IAs the name suggests, the cancer affects the lymphoma which in simple terms, means cells of the immune system. In a healthy human being, the white blood cells which are part of the lymphoma look to filter any disease-carrying cells and then destroy them. The sophistication of the human body means that once these infectious cells have been destroyed before, they will always be recognized and the threat of them will be minimized in the future.
Cancer of the lymphoma occurs when the cells in the area are changed so they suddenly start to multiply. This results in abnormal, or harmful, cells also multiplying and in time the consequence is a mass of cells forming together. This mass is more commonly known as a tumour and as time progresses, the affected area will weaken significantly and there is a large risk that the tumour can spread to other areas of the body. If spreading does occur, doctors name the condition extranodal lymphoma.

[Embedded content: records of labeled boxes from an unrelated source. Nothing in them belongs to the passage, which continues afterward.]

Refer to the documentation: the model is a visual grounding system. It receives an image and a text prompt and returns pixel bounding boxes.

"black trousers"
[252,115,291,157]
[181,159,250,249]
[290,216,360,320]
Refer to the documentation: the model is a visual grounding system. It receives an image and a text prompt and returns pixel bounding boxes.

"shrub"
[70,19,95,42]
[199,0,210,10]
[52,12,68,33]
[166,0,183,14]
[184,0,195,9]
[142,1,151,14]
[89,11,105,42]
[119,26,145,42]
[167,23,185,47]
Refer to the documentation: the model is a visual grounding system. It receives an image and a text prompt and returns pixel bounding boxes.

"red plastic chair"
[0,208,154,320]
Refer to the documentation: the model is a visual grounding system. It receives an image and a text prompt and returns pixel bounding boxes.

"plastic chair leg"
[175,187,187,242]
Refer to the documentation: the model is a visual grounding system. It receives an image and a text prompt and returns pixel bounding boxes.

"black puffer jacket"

The complexity of lymphoma cancer arrives due to the two different types that can be diagnosed; Hodgkin's lymphoma and non-Hodgkin's lymphoma and then the subtypes that fall under these two categories.
B Lymphocytes and T Cells
Before either can be understood, the two different types of white blood cells need to be understood. The first type is B lymphocytes, which has the primary role of producing antibodies which will then start the process of identifying abnormal cells before recruiting other cells to destroy them. The second type is T cells and the main difference with these is that they do not require the assistance of other cells and destroy intruders directly.

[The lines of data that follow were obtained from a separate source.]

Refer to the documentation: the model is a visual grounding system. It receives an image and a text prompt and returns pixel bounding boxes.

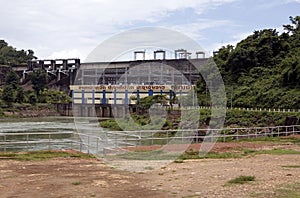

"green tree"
[30,69,48,97]
[2,85,15,106]
[15,86,25,103]
[5,70,20,89]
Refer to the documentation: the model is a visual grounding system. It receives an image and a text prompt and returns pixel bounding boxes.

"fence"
[0,125,300,154]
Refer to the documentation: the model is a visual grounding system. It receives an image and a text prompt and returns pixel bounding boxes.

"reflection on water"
[0,117,78,151]
[0,117,76,133]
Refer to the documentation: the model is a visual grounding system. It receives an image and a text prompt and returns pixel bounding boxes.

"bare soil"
[0,143,300,198]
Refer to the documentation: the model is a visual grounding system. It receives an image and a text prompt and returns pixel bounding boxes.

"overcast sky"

What is Hodgkin's lymphoma cancer?
Now that the white blood cells have been identified, it is very easy to describe what Hodgkin's lymphoma cancer is. This type of the cancer only affects abnormal B lymphocytes and in all, there have been five different subtypes of Hodgkin's lymphoma cancer discovered so far. The name of this type of cancer derives from Thomas Hodgkin, who first published findings on lymphoma in 1832.
What is non-Hodgkin's lymphoma cancer?
Following on from the previous definition, non-Hodgkin's lymphoma cancer is now very easy to describe. This is simply all other types of cancer that affect the lymphoma area, with both abnormal B lymphocytes and T cells being affected. Compared to Hodgkin's lymphoma cancer there are many more types, with thirty being discovered so far.
As both types of the cancer can affect B lymphocytes, it can sometimes be difficult to see which type of cancer is prevalent. It is absolutely crucial to perfect identification as both types of cancer react differently to the different types of treatment. For this reason, the cells have to be microscopically analysed before the diagnosis can be officially confirmed.